Ferrer's performance is the most interesting one from the historical perspective of dealing with gays in Hollywood, but several of the actors give unorthodox performances. Scott, the rich man who wants to be sure he is being married for love, nonetheless becomes a pawn of Fontaine's passive-aggressive campaign to loot him. Fontaine herself shines as the airy demon who turns "Surely you don't think I had anything to do with this?" into a musical motif. Ryan, in the first of four collaborations with Ray, shines by virtue of that wonderful face of his, trapped not in agelessness but in the nebula between youth and old age. The sadness in his face, whether stressing over his book or pining for the woman he sees through but cannot resist anyway, brings out the lines of his lonely mug. Conversely, when he hears any good news, the huge glee on his face shaves off 20 years, but this only creates a constant oscillation, making Ryan uncomfortable in his own skin. Though he gets many defiant lines, one look into Ryan's face and you can see darker, more complex emotions at play.

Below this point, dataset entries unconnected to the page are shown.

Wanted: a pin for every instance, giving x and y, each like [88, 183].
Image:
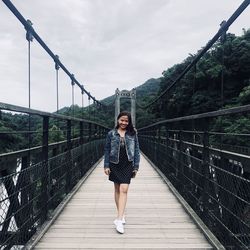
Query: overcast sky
[106, 44]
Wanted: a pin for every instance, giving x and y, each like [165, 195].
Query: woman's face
[123, 122]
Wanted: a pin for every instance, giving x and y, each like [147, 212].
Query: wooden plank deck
[155, 218]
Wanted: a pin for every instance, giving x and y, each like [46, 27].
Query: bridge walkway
[155, 218]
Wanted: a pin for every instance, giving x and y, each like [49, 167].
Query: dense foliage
[220, 79]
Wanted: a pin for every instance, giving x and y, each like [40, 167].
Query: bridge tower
[125, 94]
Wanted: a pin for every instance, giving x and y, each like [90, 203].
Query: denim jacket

Though Christabel's lies eventually catch up with her, as they must, she remains defiant to the end, not only unrepentant but uninterrupted in her continued strand of lies, this time aimed at third parties who can ensure damage control if she acts fast. Where the film falters is in sympathizing with the victims of Chris' schemes when the actors make these characters out to be just as culpable. Nick knows that he's being used but likes the sex, while Scott shows how easily men of wealth will preemptively strike to protect their money. Even Leslie, playing the straight man in this melodrama, uses that calmness against Donna by having her sit by and accept what her cousin does to her so as to avoid worsening the scandal. The actors and Ray move the film into more complex areas, but the narrative, despite the padding of its rich dialogue and a few quirks, holds the movie back.

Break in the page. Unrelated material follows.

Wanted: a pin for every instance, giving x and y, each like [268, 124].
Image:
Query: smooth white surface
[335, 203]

Thankfully, Ray takes the wheel himself in the film's coda, closing via Gobby's sense of barely contained joy as the fallout from all this scandal drives up the prices for his portraits, even using his Greek chorus-like status to see more developments (like Christabel wooing her divorce lawyer) to keep raising the asking price. It's a wry, clever demonstration that Ray increasing ability to capture everything through the images. Granted, the film's coldness sets it apart from Ray's other works even as it starts to pour in the foundation for his later domestic critiques. But if Born to Be Bad is more noteworthy for its glimpse into an advancing artist, the fact that it's someone as talented as Ray should make it worth more consideration than merely 1950's second-best ode to a bitchy, unrepentant social climber.